Ингеборг Бахманн "Среди убийц и помешанных",рассказ (отрывок 1)

Мужчины суть на полпути к себе когда они вечерами усаживаются рядком, выпивают, рекут и выясняют отношения. Когда мужи непринуждённо разговаривают, то чувствуют себя в собственной тарелке; когда они выговариваются, их мнения клубятся, восстают заодно с трубочным, сигаретным, сигарным чадом- и весь миръ обращается в дым, мираж, ограничивается мирками деревенских питейных заведений, распивочных пристроек, задними комнатами больших ресторанов, винными подвалами крупных городов.
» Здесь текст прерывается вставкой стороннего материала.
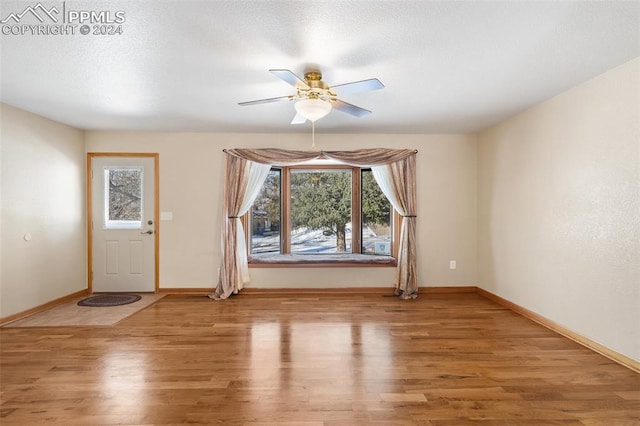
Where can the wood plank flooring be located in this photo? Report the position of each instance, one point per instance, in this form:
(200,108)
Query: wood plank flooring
(352,359)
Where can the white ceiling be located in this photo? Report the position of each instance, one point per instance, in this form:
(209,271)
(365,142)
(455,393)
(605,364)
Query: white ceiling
(448,66)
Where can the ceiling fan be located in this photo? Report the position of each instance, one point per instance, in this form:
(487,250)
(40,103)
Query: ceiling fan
(314,98)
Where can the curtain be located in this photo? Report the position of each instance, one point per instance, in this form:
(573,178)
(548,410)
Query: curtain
(246,171)
(397,182)
(244,179)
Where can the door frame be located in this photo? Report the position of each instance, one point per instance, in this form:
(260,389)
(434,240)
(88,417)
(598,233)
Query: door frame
(156,213)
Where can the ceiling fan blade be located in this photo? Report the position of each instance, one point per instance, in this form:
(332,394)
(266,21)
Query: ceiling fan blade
(358,86)
(290,78)
(266,101)
(348,108)
(298,119)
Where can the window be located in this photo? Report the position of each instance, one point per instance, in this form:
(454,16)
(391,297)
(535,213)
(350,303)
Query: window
(319,210)
(123,197)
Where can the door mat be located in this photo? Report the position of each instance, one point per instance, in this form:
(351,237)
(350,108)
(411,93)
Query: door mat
(103,300)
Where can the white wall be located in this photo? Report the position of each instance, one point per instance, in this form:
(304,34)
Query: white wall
(191,181)
(559,209)
(43,194)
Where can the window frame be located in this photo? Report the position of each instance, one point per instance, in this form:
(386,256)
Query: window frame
(356,218)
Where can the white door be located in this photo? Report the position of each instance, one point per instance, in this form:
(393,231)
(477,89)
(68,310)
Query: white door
(123,224)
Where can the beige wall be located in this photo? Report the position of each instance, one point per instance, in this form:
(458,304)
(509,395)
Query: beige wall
(559,209)
(191,180)
(43,194)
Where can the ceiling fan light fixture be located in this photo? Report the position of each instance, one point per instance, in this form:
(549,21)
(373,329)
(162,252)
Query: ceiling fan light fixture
(313,109)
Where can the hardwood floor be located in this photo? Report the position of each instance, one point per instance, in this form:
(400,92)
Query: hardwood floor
(352,359)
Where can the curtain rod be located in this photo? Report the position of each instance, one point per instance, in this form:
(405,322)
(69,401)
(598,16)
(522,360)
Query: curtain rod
(415,151)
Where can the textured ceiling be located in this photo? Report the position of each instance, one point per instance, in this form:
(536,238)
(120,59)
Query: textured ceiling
(184,65)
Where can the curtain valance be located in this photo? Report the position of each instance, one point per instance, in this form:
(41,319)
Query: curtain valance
(246,171)
(359,157)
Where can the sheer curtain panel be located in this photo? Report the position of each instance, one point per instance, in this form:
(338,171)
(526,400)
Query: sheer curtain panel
(246,171)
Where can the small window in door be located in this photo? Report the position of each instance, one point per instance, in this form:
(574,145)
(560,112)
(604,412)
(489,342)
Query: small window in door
(123,197)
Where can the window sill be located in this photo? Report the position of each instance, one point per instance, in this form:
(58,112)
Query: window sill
(321,261)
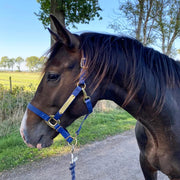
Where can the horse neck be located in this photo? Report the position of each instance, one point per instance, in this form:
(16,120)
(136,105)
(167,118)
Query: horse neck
(145,94)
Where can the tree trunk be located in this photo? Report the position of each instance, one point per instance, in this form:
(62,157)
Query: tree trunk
(58,11)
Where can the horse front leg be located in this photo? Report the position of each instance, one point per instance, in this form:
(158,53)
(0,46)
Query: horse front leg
(149,172)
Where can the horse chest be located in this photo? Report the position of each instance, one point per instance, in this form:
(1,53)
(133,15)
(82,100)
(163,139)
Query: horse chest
(164,156)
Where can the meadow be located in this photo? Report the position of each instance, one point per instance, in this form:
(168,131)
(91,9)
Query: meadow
(13,151)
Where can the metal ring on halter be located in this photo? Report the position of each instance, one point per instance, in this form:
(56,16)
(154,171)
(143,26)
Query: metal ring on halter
(83,86)
(75,142)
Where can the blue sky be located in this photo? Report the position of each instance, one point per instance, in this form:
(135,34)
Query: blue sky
(22,34)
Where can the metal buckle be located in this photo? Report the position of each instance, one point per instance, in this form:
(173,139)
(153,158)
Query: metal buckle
(83,62)
(85,94)
(52,122)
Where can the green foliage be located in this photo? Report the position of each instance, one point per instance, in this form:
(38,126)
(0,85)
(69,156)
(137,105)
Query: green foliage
(81,11)
(18,61)
(150,21)
(13,103)
(178,51)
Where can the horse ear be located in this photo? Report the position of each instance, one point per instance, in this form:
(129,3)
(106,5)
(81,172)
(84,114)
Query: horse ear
(54,35)
(67,37)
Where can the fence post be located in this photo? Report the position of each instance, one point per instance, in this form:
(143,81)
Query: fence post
(10,83)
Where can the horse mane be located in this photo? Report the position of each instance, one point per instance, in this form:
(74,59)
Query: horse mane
(104,53)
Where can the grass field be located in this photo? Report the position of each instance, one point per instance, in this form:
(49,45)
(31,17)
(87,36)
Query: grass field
(26,79)
(98,126)
(13,151)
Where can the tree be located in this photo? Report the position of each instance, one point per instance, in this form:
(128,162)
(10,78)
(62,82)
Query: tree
(68,11)
(18,61)
(178,51)
(150,21)
(11,63)
(4,61)
(33,63)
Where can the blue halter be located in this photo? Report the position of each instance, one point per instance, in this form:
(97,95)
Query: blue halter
(54,120)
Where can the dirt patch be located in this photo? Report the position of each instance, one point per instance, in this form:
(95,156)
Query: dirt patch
(115,158)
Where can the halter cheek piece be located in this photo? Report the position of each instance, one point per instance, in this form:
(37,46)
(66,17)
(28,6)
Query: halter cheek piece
(54,120)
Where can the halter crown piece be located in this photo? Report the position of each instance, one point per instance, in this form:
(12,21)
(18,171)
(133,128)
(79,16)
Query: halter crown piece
(54,120)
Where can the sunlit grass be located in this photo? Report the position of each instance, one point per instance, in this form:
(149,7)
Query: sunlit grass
(98,126)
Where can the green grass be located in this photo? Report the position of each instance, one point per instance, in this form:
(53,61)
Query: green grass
(98,126)
(26,79)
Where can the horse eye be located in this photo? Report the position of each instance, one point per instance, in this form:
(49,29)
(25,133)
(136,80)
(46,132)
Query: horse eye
(53,77)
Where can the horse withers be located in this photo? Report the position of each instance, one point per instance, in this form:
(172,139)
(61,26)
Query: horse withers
(143,81)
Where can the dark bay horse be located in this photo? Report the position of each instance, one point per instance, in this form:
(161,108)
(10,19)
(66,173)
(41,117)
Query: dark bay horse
(143,81)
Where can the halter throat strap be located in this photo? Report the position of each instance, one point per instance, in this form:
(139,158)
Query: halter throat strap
(54,120)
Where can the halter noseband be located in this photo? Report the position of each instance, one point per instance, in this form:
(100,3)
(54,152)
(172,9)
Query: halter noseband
(54,120)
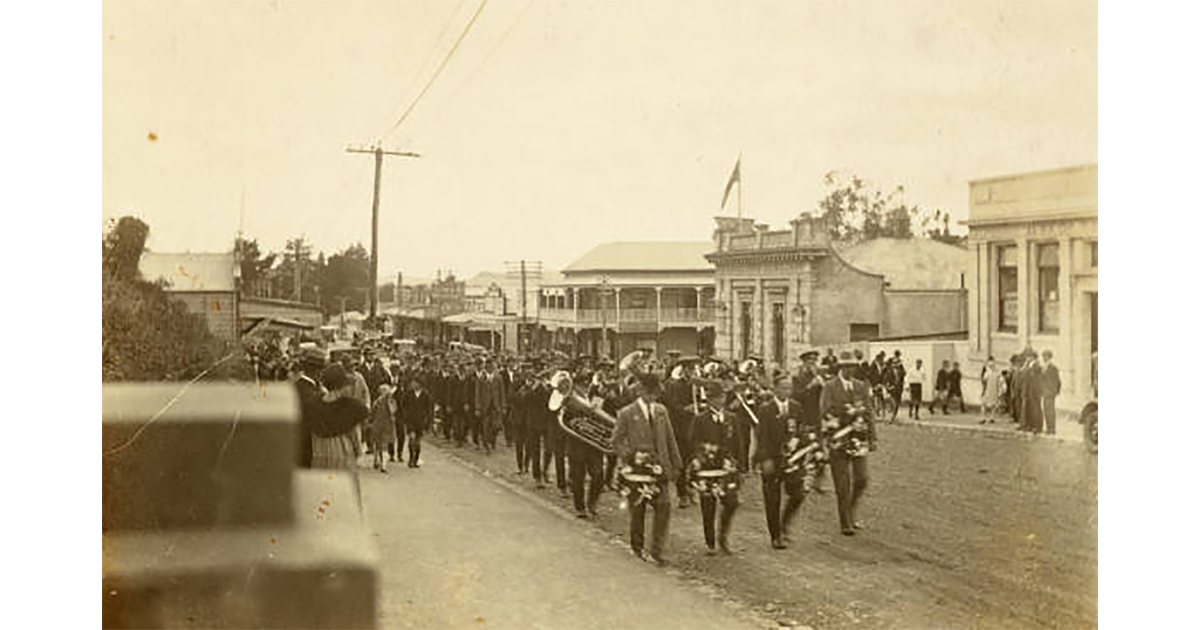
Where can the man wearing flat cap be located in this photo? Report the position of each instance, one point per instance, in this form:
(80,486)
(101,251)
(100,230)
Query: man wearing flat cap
(312,361)
(849,472)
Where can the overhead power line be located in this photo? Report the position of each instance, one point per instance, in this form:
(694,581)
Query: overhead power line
(441,66)
(429,57)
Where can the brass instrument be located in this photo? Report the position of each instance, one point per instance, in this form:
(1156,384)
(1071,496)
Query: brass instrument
(747,407)
(588,424)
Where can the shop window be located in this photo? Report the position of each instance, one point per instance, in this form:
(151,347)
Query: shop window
(1048,288)
(777,328)
(1006,283)
(745,329)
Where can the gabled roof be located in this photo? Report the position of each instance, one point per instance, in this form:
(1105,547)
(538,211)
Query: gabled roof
(645,256)
(190,271)
(911,264)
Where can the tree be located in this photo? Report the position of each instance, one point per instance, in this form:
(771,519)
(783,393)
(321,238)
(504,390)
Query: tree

Мы суть в Вене, а минуло после Войны уж больше двадцати лет. "После Войны"- вот временна`я зарубка.
Вечерами мы в Вене: мы духаримся в кафешках и ресторанах. Туда мы являемся прямо из редакций и бюро, с практик, из ателье- мы встречаемся, собираем каждый свои регалии, растекаемся в погоне за синейптицей, которую было упустили, неистовые, растерянные и осмеиваемые. В паузах, когда анекдот ли, шутка нейдут на умы, не клеятся к разговору, когда каждый из нас утыкается в стену молчания-и все оттого сникают, издали слышен клёкот, щебет, плач голубой, красной дичи, доносится ещё раз, как всегда.
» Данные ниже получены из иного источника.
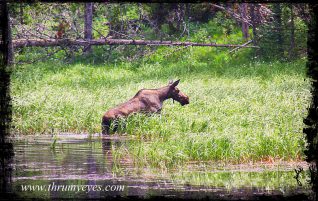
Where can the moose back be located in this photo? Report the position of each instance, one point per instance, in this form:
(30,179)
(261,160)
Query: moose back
(146,101)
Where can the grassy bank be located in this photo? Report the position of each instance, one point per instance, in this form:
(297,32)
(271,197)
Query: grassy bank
(237,112)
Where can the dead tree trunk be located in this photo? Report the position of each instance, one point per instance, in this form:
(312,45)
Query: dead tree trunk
(243,9)
(292,33)
(88,25)
(253,22)
(110,41)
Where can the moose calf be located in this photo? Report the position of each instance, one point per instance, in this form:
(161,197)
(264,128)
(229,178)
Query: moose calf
(147,101)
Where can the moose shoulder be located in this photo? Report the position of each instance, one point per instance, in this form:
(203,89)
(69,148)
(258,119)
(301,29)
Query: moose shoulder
(147,101)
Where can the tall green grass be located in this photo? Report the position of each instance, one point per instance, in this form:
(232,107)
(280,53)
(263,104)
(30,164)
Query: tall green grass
(237,112)
(240,109)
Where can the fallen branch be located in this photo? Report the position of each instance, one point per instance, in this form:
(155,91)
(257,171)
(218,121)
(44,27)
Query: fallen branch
(110,41)
(243,45)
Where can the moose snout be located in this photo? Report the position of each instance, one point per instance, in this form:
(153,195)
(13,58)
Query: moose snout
(185,101)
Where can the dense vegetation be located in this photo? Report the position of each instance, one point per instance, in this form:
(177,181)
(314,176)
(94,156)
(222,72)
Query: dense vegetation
(243,106)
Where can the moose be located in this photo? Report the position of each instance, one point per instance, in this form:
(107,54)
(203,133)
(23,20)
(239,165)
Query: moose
(145,101)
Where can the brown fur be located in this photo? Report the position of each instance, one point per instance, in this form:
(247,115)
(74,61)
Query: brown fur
(147,101)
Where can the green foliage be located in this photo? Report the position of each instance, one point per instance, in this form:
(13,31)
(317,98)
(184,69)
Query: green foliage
(237,112)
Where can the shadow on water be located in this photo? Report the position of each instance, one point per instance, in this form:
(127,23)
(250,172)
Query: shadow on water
(82,166)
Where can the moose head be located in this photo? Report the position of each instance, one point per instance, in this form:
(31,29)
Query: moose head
(176,94)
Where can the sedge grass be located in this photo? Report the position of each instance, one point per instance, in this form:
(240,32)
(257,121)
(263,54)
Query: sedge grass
(237,112)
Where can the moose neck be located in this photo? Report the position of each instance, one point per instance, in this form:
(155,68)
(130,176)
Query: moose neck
(163,93)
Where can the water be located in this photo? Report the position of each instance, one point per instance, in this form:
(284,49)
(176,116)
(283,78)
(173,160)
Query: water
(79,160)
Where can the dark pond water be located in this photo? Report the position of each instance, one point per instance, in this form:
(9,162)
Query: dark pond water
(78,166)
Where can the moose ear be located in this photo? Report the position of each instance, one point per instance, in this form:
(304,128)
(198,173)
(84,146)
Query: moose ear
(175,83)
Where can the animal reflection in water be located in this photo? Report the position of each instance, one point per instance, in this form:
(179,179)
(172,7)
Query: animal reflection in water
(145,101)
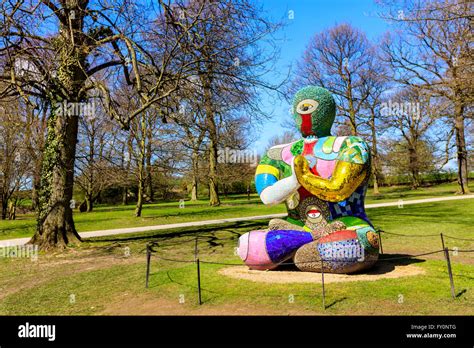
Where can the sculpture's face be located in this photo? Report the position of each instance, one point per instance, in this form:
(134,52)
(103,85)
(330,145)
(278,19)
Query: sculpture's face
(314,110)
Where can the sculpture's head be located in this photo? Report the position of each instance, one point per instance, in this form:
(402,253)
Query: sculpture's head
(314,110)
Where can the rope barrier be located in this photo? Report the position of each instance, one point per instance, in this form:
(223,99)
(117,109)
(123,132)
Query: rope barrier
(469,239)
(308,262)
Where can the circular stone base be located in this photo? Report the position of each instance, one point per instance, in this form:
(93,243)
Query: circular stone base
(382,270)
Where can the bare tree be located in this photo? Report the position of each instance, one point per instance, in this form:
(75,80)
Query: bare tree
(340,60)
(433,51)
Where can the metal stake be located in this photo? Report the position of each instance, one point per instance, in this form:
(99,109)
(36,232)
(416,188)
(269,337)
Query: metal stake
(380,241)
(148,258)
(199,281)
(448,261)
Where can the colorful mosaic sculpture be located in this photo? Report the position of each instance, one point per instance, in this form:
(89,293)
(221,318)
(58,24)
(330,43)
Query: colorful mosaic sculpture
(323,181)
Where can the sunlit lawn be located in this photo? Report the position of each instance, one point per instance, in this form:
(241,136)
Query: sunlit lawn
(104,281)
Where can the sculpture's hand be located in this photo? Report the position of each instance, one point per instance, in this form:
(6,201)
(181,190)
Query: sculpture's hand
(280,190)
(344,180)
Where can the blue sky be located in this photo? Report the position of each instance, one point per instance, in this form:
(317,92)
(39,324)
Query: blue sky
(310,17)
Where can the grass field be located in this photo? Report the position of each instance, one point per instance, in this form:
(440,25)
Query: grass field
(107,275)
(110,217)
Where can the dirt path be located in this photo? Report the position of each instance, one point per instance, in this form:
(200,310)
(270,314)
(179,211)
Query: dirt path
(103,233)
(382,270)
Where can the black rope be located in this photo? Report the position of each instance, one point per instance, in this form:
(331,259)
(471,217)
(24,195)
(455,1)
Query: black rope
(308,262)
(410,235)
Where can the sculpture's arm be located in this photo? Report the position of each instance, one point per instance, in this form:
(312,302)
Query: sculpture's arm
(270,187)
(353,166)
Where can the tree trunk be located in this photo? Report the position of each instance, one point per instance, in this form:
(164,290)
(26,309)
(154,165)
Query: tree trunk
(34,190)
(124,196)
(4,209)
(89,203)
(195,165)
(413,156)
(462,157)
(149,177)
(375,155)
(55,227)
(213,190)
(213,143)
(139,206)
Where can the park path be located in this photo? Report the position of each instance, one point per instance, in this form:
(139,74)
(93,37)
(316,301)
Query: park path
(103,233)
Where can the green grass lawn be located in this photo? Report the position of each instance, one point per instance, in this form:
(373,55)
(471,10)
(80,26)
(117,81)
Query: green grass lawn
(110,217)
(101,278)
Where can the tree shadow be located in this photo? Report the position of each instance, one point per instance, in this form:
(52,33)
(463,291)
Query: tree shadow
(199,231)
(335,302)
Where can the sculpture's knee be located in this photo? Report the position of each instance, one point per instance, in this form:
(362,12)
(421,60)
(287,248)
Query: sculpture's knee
(344,251)
(267,249)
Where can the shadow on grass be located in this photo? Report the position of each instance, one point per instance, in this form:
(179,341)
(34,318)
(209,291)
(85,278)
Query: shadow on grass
(335,302)
(200,231)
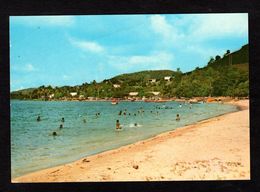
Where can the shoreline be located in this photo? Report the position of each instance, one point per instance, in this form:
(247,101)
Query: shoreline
(145,155)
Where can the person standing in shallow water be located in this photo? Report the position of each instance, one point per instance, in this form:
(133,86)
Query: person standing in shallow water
(118,124)
(178,117)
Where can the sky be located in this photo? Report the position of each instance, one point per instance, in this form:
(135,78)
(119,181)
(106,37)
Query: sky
(71,50)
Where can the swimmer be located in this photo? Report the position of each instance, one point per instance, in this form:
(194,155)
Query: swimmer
(118,124)
(54,133)
(178,117)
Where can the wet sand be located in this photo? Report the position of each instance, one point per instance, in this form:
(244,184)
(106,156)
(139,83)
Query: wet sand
(214,149)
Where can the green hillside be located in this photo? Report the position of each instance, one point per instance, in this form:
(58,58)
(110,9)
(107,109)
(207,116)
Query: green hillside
(222,76)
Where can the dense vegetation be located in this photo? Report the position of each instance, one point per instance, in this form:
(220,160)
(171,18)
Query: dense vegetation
(222,76)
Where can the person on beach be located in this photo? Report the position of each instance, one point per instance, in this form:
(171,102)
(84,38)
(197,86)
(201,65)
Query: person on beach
(54,133)
(118,125)
(178,117)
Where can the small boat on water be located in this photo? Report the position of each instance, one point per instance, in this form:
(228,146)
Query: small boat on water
(155,101)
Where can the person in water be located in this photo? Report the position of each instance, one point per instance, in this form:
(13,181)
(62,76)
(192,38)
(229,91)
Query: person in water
(178,117)
(118,124)
(54,133)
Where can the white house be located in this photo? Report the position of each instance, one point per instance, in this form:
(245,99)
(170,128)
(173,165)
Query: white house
(133,93)
(116,85)
(73,94)
(152,80)
(167,78)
Вечарами я хожу с Малером в "Кроненкеллер", "Коронный подвал", что в старом городе- мы собираемся тут как господа. Повсюду так заведено: как наступает вечер- кабаки полны, а мужчины говорят себе, судят, бают что странники, страстотерпцы, будто титаны и полубоги, перескакивают с басни на сказку. Так что ни вечер: по ко`ням- и мчат они прочь в ночной край, до своего костра, оскоменно простого открытого костра, который сами жгут в ночи среди пустоши, в которой сами и обретаются. Забыты ими ремёсла и семьи. Никому невмочь вспомнить, что жёны уж на квартирах, и постели приготовили, к отдыху приступили- ибо не ночь их стихия. Босые или в тапках, простоволосые и усталые, обходят жёны комнаты, прикручивают газовые горелки, опасливо поглядывают на постели и ящики комодов, растерянно успокаивают деток или удручённо присаживаются у радиоприёмников чтоб затем всё же улечься, затаив про себя месть. Чувствуя себя жертвами, ложатся в постели жёны, надолго устремляя глаза в темень, кишащую отчаянием и злобой. Они, засыпающие супруги, подбивают брачные бабки: пртерянные годы проив приобретённого имущества- ловчат, фальшивят, сводят дебеты с кредитами; наконец, зажмурившись, они повисают в дрёме, в сказках о дичайших изменах и разгулах, пока не добираются, проваливаясь всё глубже, в сон. В первом акте оного они убивают собственных мужей, оставляют их умирать в одиночку в автокатастрофах, от сердечных приступов и пневмонии, они позволяют несчастным отдать концы скоро, героически, или врастяжку, жалким образом- в зависимости от вынесенного супругу приговора- и сквозь сомкнутые нежные веки жён сочатся боли и жалости в память о мужьях. Жены оплакивают собственных уехавших, ускакавших, отбившихся от дома мужей и ,наконец- себя, вдов- уже искренними, душевными слезами.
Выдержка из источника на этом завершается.